Similar to the adaptive script component of the Collaborative Problem-Solving Script, the Help Tutor project aims at improving students' help-seeking behavior and at reducing students' tendency to game the system.
Furthermore, both studies contain instructions to teach metacognition. The metacognitive component in our study instructs students to monitor their interaction in order to improve it in subsequent collaborations; the Help Tutor project asks students to evaluate their need for help in order to improve their help-seeking behavior when learning on the Tutor.

Both in this study and in the Reflective Dialogue study from Katz, students are asked to engage in reflection following each problem-solving. In this study, the reflection concentrates on the collaborative skills, while in Katz' study, the reflection concentrates on students' domain knowledge of the main principles applied in the problem.

Furthermore, both our study and the Help Lite (Aleven, Roll) aim at improving conceptual knowledge.

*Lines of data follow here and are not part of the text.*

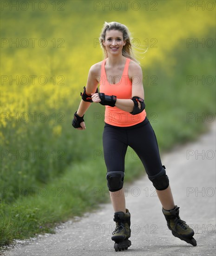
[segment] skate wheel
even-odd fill
[[[196,241],[193,237],[191,239],[190,242],[191,243],[190,243],[192,244],[193,246],[196,246]]]
[[[114,245],[114,249],[116,251],[118,251],[118,244],[117,243],[115,243]]]

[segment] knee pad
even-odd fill
[[[163,165],[162,169],[159,173],[153,176],[148,175],[154,187],[158,190],[164,190],[169,187],[169,179],[166,175],[165,168],[165,166]]]
[[[123,187],[124,172],[108,172],[106,174],[107,186],[111,192],[120,190]]]

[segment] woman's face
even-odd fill
[[[103,43],[107,53],[115,55],[120,53],[121,54],[126,41],[123,40],[123,34],[121,31],[112,30],[106,31],[105,41],[103,41]]]

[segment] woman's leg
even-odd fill
[[[159,149],[154,130],[150,123],[141,127],[130,130],[130,146],[137,153],[143,162],[147,174],[154,175],[162,168]],[[163,207],[166,210],[172,209],[175,203],[170,186],[163,190],[156,189]]]
[[[110,191],[110,196],[114,211],[126,213],[125,197],[123,189],[115,192]]]
[[[103,144],[105,163],[109,172],[124,171],[124,158],[127,151],[126,133],[124,131],[109,126],[105,127]],[[110,196],[115,212],[126,213],[124,191],[110,191]]]
[[[156,192],[164,209],[169,210],[175,208],[174,201],[170,185],[164,190],[156,189]]]

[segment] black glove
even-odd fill
[[[103,93],[99,93],[99,97],[101,100],[101,101],[99,103],[101,105],[110,106],[110,107],[115,107],[115,104],[116,102],[116,96],[112,95],[105,95]]]
[[[79,128],[81,127],[80,123],[84,121],[84,119],[83,117],[84,115],[82,116],[79,116],[77,114],[77,112],[74,113],[74,116],[73,117],[73,119],[72,120],[72,125],[74,127],[74,128]]]

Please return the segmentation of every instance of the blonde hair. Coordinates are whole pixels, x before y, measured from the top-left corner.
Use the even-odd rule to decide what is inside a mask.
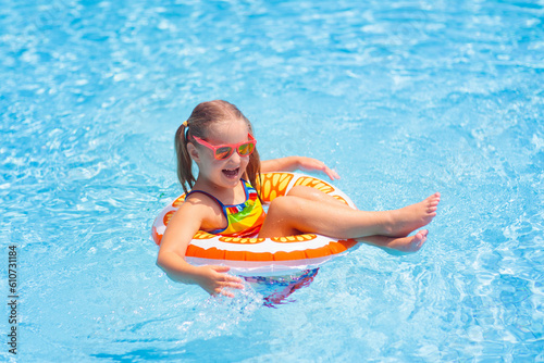
[[[177,157],[177,178],[182,184],[183,190],[187,192],[195,185],[193,175],[193,160],[187,150],[187,143],[194,140],[194,137],[206,139],[210,125],[217,122],[228,122],[232,120],[242,120],[246,123],[249,133],[254,135],[254,129],[249,120],[234,104],[222,100],[199,103],[175,133],[175,153]],[[188,130],[186,130],[188,127]],[[249,155],[249,164],[246,167],[246,179],[258,188],[260,185],[261,160],[257,148]],[[259,180],[258,180],[259,178]],[[259,196],[260,198],[260,196]]]

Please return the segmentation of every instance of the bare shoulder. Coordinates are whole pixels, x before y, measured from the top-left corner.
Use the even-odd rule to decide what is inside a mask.
[[[221,205],[201,192],[191,193],[174,214],[176,215],[178,218],[197,218],[199,229],[205,230],[219,229],[226,223]]]

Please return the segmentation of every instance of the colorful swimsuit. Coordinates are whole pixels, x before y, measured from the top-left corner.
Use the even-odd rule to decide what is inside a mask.
[[[201,192],[218,202],[226,217],[227,225],[225,228],[210,230],[213,235],[227,237],[254,237],[261,229],[264,222],[264,210],[261,201],[257,196],[257,190],[246,180],[242,179],[244,191],[246,192],[246,201],[240,204],[224,205],[219,199],[202,190],[191,190],[187,193],[187,199],[194,192]]]

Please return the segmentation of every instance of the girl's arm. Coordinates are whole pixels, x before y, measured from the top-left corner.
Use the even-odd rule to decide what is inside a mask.
[[[230,268],[226,266],[193,266],[185,261],[185,252],[193,236],[200,229],[207,212],[206,205],[193,204],[189,201],[180,206],[172,216],[168,228],[162,237],[161,248],[157,258],[157,264],[173,280],[199,285],[210,295],[225,295],[234,297],[233,293],[223,288],[244,288],[242,279],[225,274]],[[208,210],[209,212],[209,210]]]
[[[331,180],[339,179],[338,173],[331,170],[322,161],[306,157],[287,157],[280,159],[265,160],[261,162],[261,173],[272,172],[293,172],[301,170],[306,172],[321,171],[325,173]]]

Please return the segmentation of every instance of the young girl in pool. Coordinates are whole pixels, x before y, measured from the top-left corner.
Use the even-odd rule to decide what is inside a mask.
[[[281,237],[320,234],[403,252],[418,251],[428,230],[413,230],[436,215],[440,193],[399,210],[354,210],[314,188],[297,186],[274,199],[264,213],[257,191],[260,173],[295,170],[321,171],[331,179],[338,175],[319,160],[289,157],[260,161],[249,121],[233,104],[211,101],[198,104],[175,135],[177,177],[187,191],[185,202],[164,233],[157,263],[174,280],[197,284],[211,295],[233,297],[228,288],[244,287],[226,274],[228,267],[193,266],[185,262],[187,245],[199,230],[223,236]],[[195,179],[191,161],[198,165]],[[243,208],[232,212],[225,205]],[[227,288],[227,289],[225,289]]]

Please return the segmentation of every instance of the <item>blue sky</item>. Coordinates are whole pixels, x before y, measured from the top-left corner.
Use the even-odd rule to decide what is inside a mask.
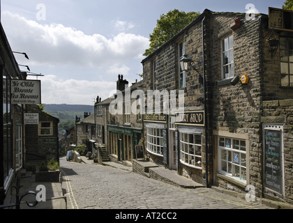
[[[13,51],[29,56],[15,54],[18,63],[45,75],[38,77],[43,103],[93,105],[97,95],[111,95],[119,74],[130,83],[140,79],[142,54],[160,15],[174,8],[245,13],[248,3],[268,14],[284,1],[1,0],[1,17]]]

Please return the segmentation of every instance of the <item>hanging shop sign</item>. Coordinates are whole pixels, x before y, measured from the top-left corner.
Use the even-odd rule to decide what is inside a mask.
[[[291,10],[269,8],[269,29],[293,31],[293,12]]]
[[[176,113],[175,114],[175,124],[204,126],[204,111]]]
[[[41,104],[40,81],[12,79],[11,104]]]
[[[38,125],[38,113],[24,113],[24,125]]]
[[[144,121],[167,123],[167,115],[164,114],[146,114]]]

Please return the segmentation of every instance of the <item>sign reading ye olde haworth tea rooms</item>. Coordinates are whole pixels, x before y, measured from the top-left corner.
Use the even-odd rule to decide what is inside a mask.
[[[40,81],[11,80],[11,104],[41,104]]]

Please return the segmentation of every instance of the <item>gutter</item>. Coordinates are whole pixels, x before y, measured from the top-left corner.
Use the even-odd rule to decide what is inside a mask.
[[[209,187],[209,153],[208,153],[208,142],[207,142],[207,108],[206,108],[206,74],[205,74],[205,63],[204,63],[204,21],[206,17],[204,16],[202,20],[202,76],[204,82],[204,141],[205,141],[205,150],[206,150],[206,187]]]

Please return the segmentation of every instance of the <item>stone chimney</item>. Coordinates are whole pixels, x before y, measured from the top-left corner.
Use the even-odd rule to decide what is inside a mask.
[[[89,112],[84,112],[84,118],[89,117],[90,115],[91,115],[91,112],[89,112]]]
[[[118,75],[118,81],[117,84],[117,90],[122,91],[124,91],[126,88],[128,87],[128,82],[126,79],[123,79],[123,75]]]

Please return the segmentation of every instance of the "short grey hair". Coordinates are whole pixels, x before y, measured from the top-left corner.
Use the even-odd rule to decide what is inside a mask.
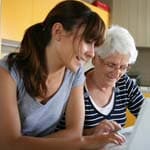
[[[113,25],[106,31],[104,43],[95,52],[103,59],[115,52],[129,55],[129,64],[134,64],[138,56],[133,37],[127,29],[118,25]]]

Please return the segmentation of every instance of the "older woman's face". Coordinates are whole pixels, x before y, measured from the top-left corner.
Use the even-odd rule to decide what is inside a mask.
[[[95,70],[105,84],[114,86],[129,67],[129,56],[114,53],[105,59],[96,56]]]

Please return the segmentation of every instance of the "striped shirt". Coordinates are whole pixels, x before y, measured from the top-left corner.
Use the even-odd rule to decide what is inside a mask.
[[[102,120],[114,120],[121,126],[126,123],[126,109],[137,117],[142,102],[144,100],[143,94],[139,87],[133,80],[127,75],[123,75],[115,85],[114,90],[114,104],[112,110],[107,115],[99,112],[93,103],[91,102],[89,92],[84,88],[84,99],[85,99],[85,122],[84,128],[93,128],[97,126]],[[65,115],[60,121],[57,129],[65,128]]]

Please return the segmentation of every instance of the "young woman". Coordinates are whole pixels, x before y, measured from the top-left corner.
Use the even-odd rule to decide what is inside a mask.
[[[94,56],[104,33],[102,19],[73,0],[60,2],[43,22],[26,30],[19,53],[0,61],[0,149],[99,147],[101,136],[82,136],[82,65]],[[55,132],[65,109],[66,129]],[[119,128],[103,125],[111,131]],[[123,141],[114,133],[109,136],[108,142]]]

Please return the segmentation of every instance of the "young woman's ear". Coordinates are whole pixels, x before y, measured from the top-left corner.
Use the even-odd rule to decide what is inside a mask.
[[[59,22],[54,23],[52,27],[52,36],[55,38],[55,40],[60,41],[61,35],[64,32],[63,25]]]
[[[94,56],[94,57],[92,58],[92,65],[93,65],[93,66],[95,66],[95,59],[96,59],[95,57],[96,57],[96,56]]]

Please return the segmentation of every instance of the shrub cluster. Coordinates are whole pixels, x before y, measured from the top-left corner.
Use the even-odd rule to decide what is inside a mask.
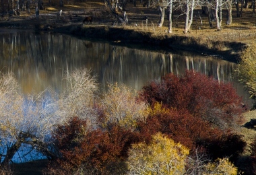
[[[60,123],[53,133],[59,155],[50,164],[51,172],[237,173],[232,163],[245,143],[231,131],[243,108],[230,84],[191,71],[168,74],[135,94],[110,85],[95,100],[97,126],[88,129],[88,117],[72,116]]]

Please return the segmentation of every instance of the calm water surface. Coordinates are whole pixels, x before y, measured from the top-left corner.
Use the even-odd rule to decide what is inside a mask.
[[[195,69],[220,81],[231,81],[245,102],[249,94],[232,79],[236,65],[216,57],[185,52],[161,53],[116,46],[108,42],[51,33],[0,29],[0,69],[14,73],[24,94],[48,87],[65,88],[63,77],[86,67],[96,75],[100,88],[123,83],[137,90],[168,73],[183,74]]]

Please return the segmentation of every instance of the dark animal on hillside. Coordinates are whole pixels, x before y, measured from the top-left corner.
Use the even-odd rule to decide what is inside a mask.
[[[86,16],[86,18],[84,18],[84,20],[83,21],[83,24],[85,24],[86,22],[87,23],[87,24],[88,24],[89,23],[92,24],[92,16]]]

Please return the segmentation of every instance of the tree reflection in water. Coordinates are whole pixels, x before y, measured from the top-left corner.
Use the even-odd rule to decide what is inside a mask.
[[[160,53],[115,46],[51,33],[1,31],[3,52],[0,69],[13,71],[24,94],[52,87],[65,90],[67,72],[86,67],[97,75],[102,90],[108,83],[121,82],[139,90],[148,81],[166,73],[183,74],[195,69],[220,81],[234,82],[238,93],[249,98],[243,85],[232,79],[233,63],[189,53]]]

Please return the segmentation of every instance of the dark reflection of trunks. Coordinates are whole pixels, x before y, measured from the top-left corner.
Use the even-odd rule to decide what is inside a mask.
[[[114,46],[57,34],[1,30],[0,70],[13,71],[24,93],[38,92],[49,86],[59,92],[66,85],[63,76],[86,67],[96,75],[102,90],[108,83],[122,82],[140,90],[148,81],[167,73],[183,74],[195,69],[219,81],[232,81],[236,65],[214,57],[181,52],[159,53]],[[234,86],[245,99],[241,85]]]

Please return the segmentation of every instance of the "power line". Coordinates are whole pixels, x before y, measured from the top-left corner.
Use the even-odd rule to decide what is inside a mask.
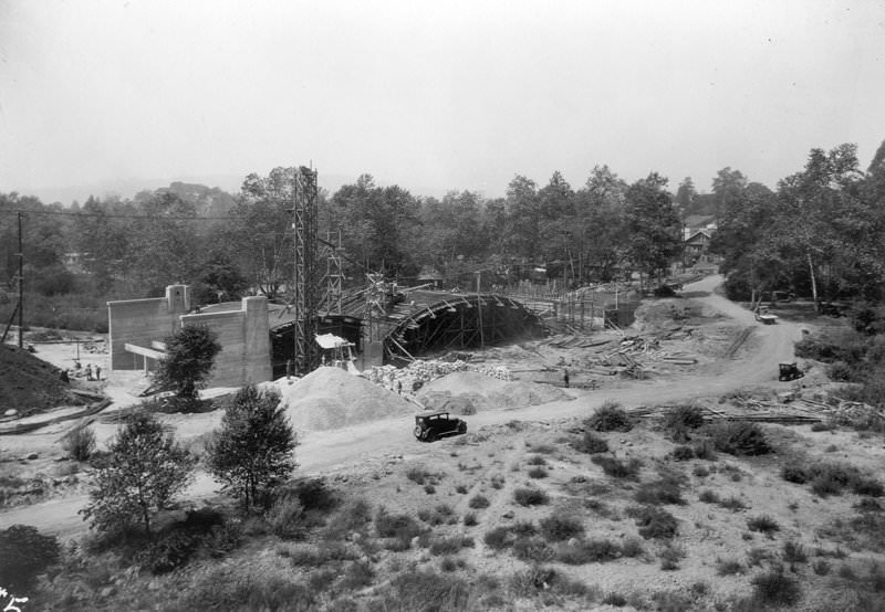
[[[183,215],[157,215],[157,214],[119,214],[103,212],[67,212],[60,210],[0,210],[0,214],[46,214],[55,217],[93,217],[102,219],[169,219],[171,221],[230,221],[235,219],[248,219],[230,214],[228,217],[183,217]]]

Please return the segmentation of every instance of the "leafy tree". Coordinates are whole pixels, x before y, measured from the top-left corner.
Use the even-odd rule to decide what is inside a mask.
[[[575,194],[573,240],[581,278],[592,271],[607,281],[626,256],[626,182],[607,166],[596,166]]]
[[[659,277],[683,247],[679,215],[666,187],[667,179],[652,172],[626,193],[631,260],[649,277]]]
[[[248,386],[225,411],[209,445],[208,467],[249,509],[295,468],[295,434],[275,391]]]
[[[195,463],[154,414],[131,414],[100,463],[91,503],[81,514],[100,531],[140,523],[153,537],[152,517],[185,488]]]
[[[196,401],[221,351],[217,337],[208,327],[196,325],[187,325],[167,337],[166,358],[154,372],[155,382],[163,389],[174,390],[180,400]]]
[[[716,178],[712,179],[712,193],[717,218],[727,213],[728,209],[740,199],[746,187],[747,177],[740,170],[732,170],[729,166],[716,173]]]
[[[691,210],[691,204],[695,201],[698,192],[695,189],[695,181],[691,180],[691,177],[686,177],[683,179],[683,182],[679,183],[679,188],[676,190],[676,198],[674,202],[679,207],[683,213],[687,213]]]
[[[538,186],[527,177],[516,176],[507,186],[509,250],[517,256],[535,261],[541,255],[541,204]]]

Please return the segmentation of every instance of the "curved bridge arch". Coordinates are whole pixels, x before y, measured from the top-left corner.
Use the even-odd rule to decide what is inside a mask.
[[[384,360],[407,362],[434,350],[476,348],[545,334],[519,302],[496,294],[434,294],[384,337]]]

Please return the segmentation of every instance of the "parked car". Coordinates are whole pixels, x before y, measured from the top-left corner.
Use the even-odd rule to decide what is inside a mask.
[[[449,416],[445,410],[415,415],[415,437],[421,442],[433,442],[439,437],[462,433],[467,433],[467,423],[457,416]]]
[[[795,365],[795,361],[780,363],[779,369],[780,373],[778,374],[778,380],[795,380],[805,376],[805,373],[799,369],[799,366]]]

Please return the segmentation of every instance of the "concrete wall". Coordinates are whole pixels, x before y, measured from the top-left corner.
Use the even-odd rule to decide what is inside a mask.
[[[190,287],[169,285],[165,297],[126,299],[107,303],[107,344],[112,370],[137,370],[144,367],[142,356],[126,352],[129,342],[150,348],[153,340],[163,341],[181,327],[179,317],[190,309]]]
[[[221,352],[215,361],[210,387],[240,387],[271,379],[268,299],[246,297],[228,309],[187,314],[190,291],[170,285],[166,297],[108,302],[111,369],[132,370],[145,366],[145,358],[126,351],[125,344],[152,348],[183,325],[205,325],[218,334]],[[147,360],[152,367],[153,360]]]
[[[271,379],[268,298],[244,297],[238,310],[181,316],[183,325],[205,325],[218,334],[210,386],[240,387]]]

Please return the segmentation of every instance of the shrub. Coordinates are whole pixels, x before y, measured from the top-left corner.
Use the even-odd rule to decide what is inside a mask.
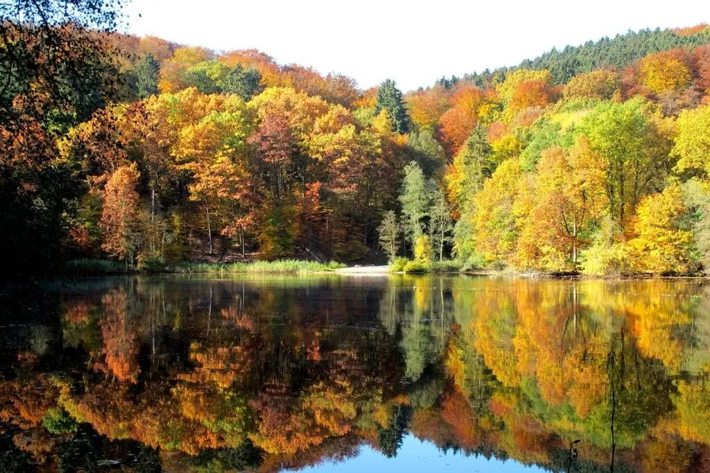
[[[405,265],[404,272],[406,273],[429,272],[431,271],[431,265],[421,261],[409,261],[406,265]]]
[[[621,244],[596,244],[582,254],[582,272],[592,276],[621,276],[629,272],[627,247]]]
[[[393,271],[394,272],[404,271],[404,267],[407,265],[408,262],[409,262],[409,260],[407,258],[402,257],[395,258],[395,260],[392,262],[392,264],[390,265],[390,271]]]
[[[432,262],[432,239],[428,235],[417,237],[414,243],[414,259],[425,265]]]

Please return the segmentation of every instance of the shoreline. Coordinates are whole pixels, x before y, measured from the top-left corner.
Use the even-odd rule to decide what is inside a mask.
[[[320,262],[300,260],[277,260],[275,261],[252,261],[236,263],[192,263],[184,262],[166,265],[159,268],[125,269],[121,263],[108,260],[75,260],[69,262],[62,271],[51,275],[56,277],[90,277],[102,276],[150,276],[158,274],[338,274],[341,276],[388,275],[465,275],[488,277],[524,278],[530,279],[569,279],[626,281],[638,279],[704,279],[707,274],[613,274],[589,275],[575,273],[545,273],[541,272],[516,272],[512,270],[467,270],[435,269],[429,272],[391,271],[390,266],[355,265],[345,266],[335,262]]]

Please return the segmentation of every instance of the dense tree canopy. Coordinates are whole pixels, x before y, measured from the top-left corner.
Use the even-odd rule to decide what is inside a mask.
[[[668,207],[660,196],[677,187],[677,201],[696,203],[673,211],[695,218],[689,231],[704,211],[706,187],[683,185],[708,173],[704,26],[403,94],[255,50],[112,33],[114,3],[62,4],[0,11],[0,223],[12,229],[0,247],[20,257],[12,271],[102,256],[143,267],[379,259],[378,228],[390,258],[425,237],[468,267],[703,269],[697,231],[675,247],[682,264],[636,260],[656,224],[640,223],[642,203]]]

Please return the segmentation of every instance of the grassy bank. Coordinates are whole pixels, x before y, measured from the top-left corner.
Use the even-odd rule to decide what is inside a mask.
[[[180,263],[169,268],[168,272],[176,273],[261,273],[291,274],[297,273],[323,272],[345,267],[345,265],[332,261],[322,263],[301,260],[278,260],[276,261],[253,261],[238,263]]]
[[[460,262],[454,260],[424,262],[400,257],[390,265],[390,271],[392,272],[405,274],[458,273],[465,269]]]
[[[62,273],[70,276],[102,276],[151,273],[252,273],[293,274],[333,271],[345,265],[330,262],[321,263],[300,260],[253,261],[236,263],[192,263],[152,265],[143,269],[127,269],[124,263],[108,260],[72,260],[67,262]]]

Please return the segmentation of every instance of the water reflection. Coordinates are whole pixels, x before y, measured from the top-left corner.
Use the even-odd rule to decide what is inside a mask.
[[[442,469],[697,471],[709,294],[692,279],[462,277],[8,291],[0,470],[271,472],[372,452],[408,468],[415,438],[456,453]]]

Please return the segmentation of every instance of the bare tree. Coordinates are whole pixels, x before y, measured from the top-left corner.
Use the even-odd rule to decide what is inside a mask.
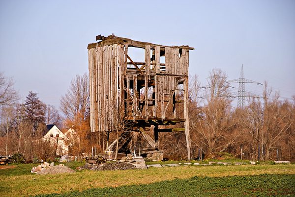
[[[271,98],[271,89],[268,88],[266,82],[263,92],[263,125],[261,141],[264,158],[266,159],[270,158],[271,150],[276,150],[277,146],[282,143],[283,138],[287,134],[287,131],[294,123],[290,106],[284,106],[283,102],[279,100],[278,92]]]
[[[192,127],[201,135],[201,142],[208,154],[222,151],[233,143],[237,135],[233,135],[229,85],[224,73],[213,69],[208,78],[206,103]]]
[[[14,82],[0,72],[0,105],[12,104],[18,98],[17,92],[13,89]]]
[[[74,120],[79,113],[85,120],[89,114],[89,105],[88,75],[77,75],[66,94],[61,97],[60,109],[68,119]]]
[[[89,95],[88,75],[77,75],[60,99],[60,110],[66,117],[65,125],[72,129],[69,145],[72,154],[79,155],[89,146]]]
[[[2,106],[1,109],[1,130],[6,136],[5,154],[8,152],[8,133],[11,130],[13,119],[15,117],[15,109],[11,105]]]
[[[62,118],[59,116],[59,111],[53,105],[47,105],[45,108],[45,123],[46,124],[55,123],[60,125],[61,123]]]

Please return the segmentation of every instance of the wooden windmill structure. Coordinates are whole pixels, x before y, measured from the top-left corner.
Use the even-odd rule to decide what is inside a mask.
[[[184,131],[191,159],[188,53],[194,49],[136,41],[114,34],[96,38],[98,42],[88,47],[91,131],[108,133],[118,129],[114,123],[118,123],[118,111],[123,111],[124,124],[132,125],[132,132],[153,132],[153,139],[148,135],[144,138],[155,146],[155,151],[159,150],[158,133]],[[128,54],[130,48],[144,50],[144,61],[133,61]],[[165,63],[160,63],[160,57]],[[182,128],[170,127],[177,124]],[[126,140],[121,142],[123,146]]]

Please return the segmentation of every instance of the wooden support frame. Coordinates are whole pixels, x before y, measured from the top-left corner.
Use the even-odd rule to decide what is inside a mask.
[[[100,35],[97,39],[101,41],[89,44],[88,47],[91,131],[105,133],[114,130],[110,123],[115,118],[113,114],[116,108],[124,103],[125,118],[133,123],[133,128],[154,126],[155,143],[159,132],[180,131],[169,128],[159,129],[158,125],[184,122],[188,158],[191,159],[188,53],[194,48],[157,45],[114,35]],[[128,54],[130,47],[145,50],[144,62],[133,61]],[[160,63],[160,56],[165,57],[165,63]],[[127,65],[133,66],[127,67]],[[177,88],[180,84],[183,85],[183,89]],[[183,92],[183,100],[177,100],[179,91]],[[179,103],[183,105],[177,104]],[[110,103],[115,103],[115,107]],[[183,110],[178,110],[182,105]],[[182,111],[183,117],[178,114]]]

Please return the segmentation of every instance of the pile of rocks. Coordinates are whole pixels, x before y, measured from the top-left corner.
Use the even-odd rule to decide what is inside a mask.
[[[38,174],[57,174],[59,173],[74,173],[75,171],[70,168],[64,166],[63,164],[59,164],[52,167],[46,168],[44,170],[38,172]]]
[[[39,172],[42,171],[46,169],[49,167],[54,166],[54,163],[51,162],[50,164],[46,162],[42,163],[41,164],[38,165],[37,166],[34,166],[31,170],[31,172],[32,173],[38,173]]]
[[[125,162],[108,162],[99,165],[85,165],[84,166],[79,167],[79,170],[88,169],[92,171],[115,171],[135,169],[135,166]]]
[[[107,158],[100,154],[90,157],[86,157],[85,159],[85,165],[78,168],[78,170],[99,170],[98,167],[107,162]]]
[[[50,164],[47,162],[44,162],[38,165],[38,166],[33,167],[31,170],[31,172],[38,174],[47,174],[58,173],[73,173],[75,172],[75,171],[64,166],[64,165],[62,164],[55,166],[54,162],[51,162]]]
[[[133,157],[127,155],[117,162],[106,163],[107,159],[101,155],[86,158],[85,165],[79,167],[80,170],[88,169],[94,171],[147,169],[146,162],[142,157]]]
[[[100,154],[90,157],[86,157],[86,165],[96,166],[107,162],[107,158]]]
[[[147,165],[145,159],[141,156],[132,157],[131,155],[126,157],[122,157],[122,159],[119,161],[121,163],[127,163],[133,165],[138,169],[147,169]]]

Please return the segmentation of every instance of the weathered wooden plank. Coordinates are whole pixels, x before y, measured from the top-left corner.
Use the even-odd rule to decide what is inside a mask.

This project relates the more general thrust goals as follows. It is examining how features of assistance affect the three aspects of accountable talk: accountability to knowledge, accountability to rigorous thinking, and accountability to the learning community. Steps are being made toward the ambitious goal to operationalize and assess these aspects of accountable in real time as students interact and receive assistance in this computer-mediated environment. There is also a potential to code the three way dialog (student tutee, student tutor, and computer tutor) for transactivity. In particular, the student tutee's dialog moves have not yet been coded, but appear to have interesting elements, like asking for specific help or self-explaining, that may well connect to transactivity codes. Finally, there is a potential to analyze the computer tutor's reflective prompts for similarity with accountable talk moves and associated effectiveness. Some of the prompts were indeed inspired by accountable talk moves.